Ketika kita melihat Masjid Jami’ Al
Ula, mungkin kita mengira masjid tersebut adalah masjid baru/modern. Namun
sebenarnya Masjid ini memiliki sejarah panjang. Bahkan boleh dibilang masjid
Jami’ Al Ula adalah masjid pertama yang didirikan di Balikpapan.
Kampung Baru adalah awal pemukiman kota
Balikpapan, semua kapal berlabuh di sana.
Nama “kampung baru” itu diambil dari kata “baru” yaitu bahan untuk
menyatukan kayu kapal supaya tidak bocor (sekarang umumnya menggunakan damar).
Sedangkan nama Masjid dari bahasa Banjar yang sering diucapkan oleh saudagar Banjar yaitu “Ula”yang artinya ‘dimulai’ maksudnya
agar pembangunan mushola segera di mulai. Fersi lain menjelaskan kata “ula”
adalah bahasa Arab yang artinya “pertama”
Kampung baru sejak semula adalah tempat
merapatnya kapal-kapal saudagar yang datang dari Penajam, Sulawesi,
Banjarmasin, dan tempat-tempat lain. Mereka yang umumnya beragama Islam. Namun
saat itu Kampung Baru tidak memiliki tempat untuk sholat, dari hasil
pembicaraan diantara para saudagar terjadi kesepakatan untuk membangun mushola.
Bangunan awal terbuat dari kayu dengan atap ijuk.
Selanjutnya mushola ini berkembang menjadi masjid yang dibangun di atas
tanah hibah dari pedagang Tionghoa yang beragama konghucu. Bangunan terbuat
dari kayu namun atap sudah terbuat dari sirap. Dihalamannya dibuat kolam untuk
wudhu seperti masjid-masjid di jawa dan dibuat sumur-sumur sebagai sumber air. Yang
menjadi imam pertama adalah KH Jamaluddin
DG Malewa (dimakamkan di Penajam), imam kedua Puang Sau (dimakamkan di
Jenebora), dan imam ke tiga Habib Bassiri dari Banjarmasin (dimakamkan di
Penajam).
Keistimewaan masjid antara lain ketika Jepang dan Belanda berusaha
mengebom masjid tersebut, bom tidak jatuh di masjid dan bahkan tidak bisa
meledak. Dalam sejarahnya terjadi beberapa kali kebakaran di kampung sekitar masjid namun masjid tidak ikut terbakar,
padahal masjid masih terbuat dari kayu.
Tahun 1961 dibentuk panitia pembangunan
masjid secara permanen. Kepanitiaan ini memiliki “kontrak mati” dimana terdapat
perjanjian jika masjid gagal dibangun sesuai waktu yang telah ditentukan maka
seluruh panitia di hukum mati (dibunuh). Ancaman ini diberikan oleh Pangdam IX
Mulawarman R. Suharjo yang ternyata anggota PKI. Berkat kerja keras dan kesungguhan panitia dan
warga, masjid dapat didirikan sesuai waktu yang disepakati.
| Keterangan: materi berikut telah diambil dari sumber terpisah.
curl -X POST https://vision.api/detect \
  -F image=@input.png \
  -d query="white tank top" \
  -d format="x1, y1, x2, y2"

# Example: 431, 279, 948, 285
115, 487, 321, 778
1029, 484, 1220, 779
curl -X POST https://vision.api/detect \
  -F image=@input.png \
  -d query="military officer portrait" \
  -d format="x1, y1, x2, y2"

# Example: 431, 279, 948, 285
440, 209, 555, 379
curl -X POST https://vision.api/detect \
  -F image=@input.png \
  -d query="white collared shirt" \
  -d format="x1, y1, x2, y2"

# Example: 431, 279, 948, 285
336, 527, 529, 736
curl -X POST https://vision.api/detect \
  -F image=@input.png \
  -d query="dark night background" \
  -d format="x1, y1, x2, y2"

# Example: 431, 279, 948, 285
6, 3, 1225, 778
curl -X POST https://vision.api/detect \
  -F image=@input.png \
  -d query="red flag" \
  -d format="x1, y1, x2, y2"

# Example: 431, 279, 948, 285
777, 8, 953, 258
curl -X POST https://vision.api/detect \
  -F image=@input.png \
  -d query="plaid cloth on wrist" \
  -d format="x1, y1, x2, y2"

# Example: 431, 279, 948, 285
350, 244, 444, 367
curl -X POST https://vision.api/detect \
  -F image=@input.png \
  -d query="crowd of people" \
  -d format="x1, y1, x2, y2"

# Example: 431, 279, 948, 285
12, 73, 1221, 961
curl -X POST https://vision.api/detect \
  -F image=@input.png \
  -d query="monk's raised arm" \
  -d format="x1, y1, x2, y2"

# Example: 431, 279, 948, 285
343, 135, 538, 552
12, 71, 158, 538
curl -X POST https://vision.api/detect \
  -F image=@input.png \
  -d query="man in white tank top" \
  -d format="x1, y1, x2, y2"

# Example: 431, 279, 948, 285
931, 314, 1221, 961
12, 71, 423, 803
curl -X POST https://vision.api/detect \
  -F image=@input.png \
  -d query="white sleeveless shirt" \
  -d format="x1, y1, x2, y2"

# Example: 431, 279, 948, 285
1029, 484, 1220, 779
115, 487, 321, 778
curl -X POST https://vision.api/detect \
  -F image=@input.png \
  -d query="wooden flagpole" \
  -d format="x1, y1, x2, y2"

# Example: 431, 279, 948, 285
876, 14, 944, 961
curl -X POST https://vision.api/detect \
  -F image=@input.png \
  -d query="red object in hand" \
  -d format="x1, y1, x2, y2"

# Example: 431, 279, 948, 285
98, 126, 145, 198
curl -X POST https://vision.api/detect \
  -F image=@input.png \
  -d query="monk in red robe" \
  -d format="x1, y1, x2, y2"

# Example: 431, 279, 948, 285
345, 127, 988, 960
Tahun 1965 pemukiman di sekitar masjid dibakar oleh gerombolan, namun
lagi-lagi masjid tidak ikut terbakar. Bahkan ketika barang-barang penduduk yang
diamankan ke dalam masjid ikut terbakar, masjid nya tidak terbakar.
Sejak tahun 1970 Masjid Jami’ Al Ula
sudah mengalami 3 kali renovasi. Renovasi terakhir selesai dilakukan pad tahun
2004 yang menjadikan masjid ini menjadi masjid permanen berlantai 2 dengan daya
tampung sekitar 5.000 jamaah. Dan saat ini sedang direncanakan pembangunan 4
menara disudut-sudut masjid dan peninggian menara utama.
Selama ini biaya pembangunan selalu
berasal dari sumbangan-sumbangan yang masuk, tanpa melalui penggalangan dana
dengan cara meminta sumbangan di jalan atau mendatangi dari pintu ke pintu.
Seolah-olah para donatur berebut untuk menyumbang. Di bulan romadhon jumlah
ta’jil untuk berbuka para jamaah di masjid selalu datang dari masyarakat, dan
sering kali datang dalam jumlah berlebih.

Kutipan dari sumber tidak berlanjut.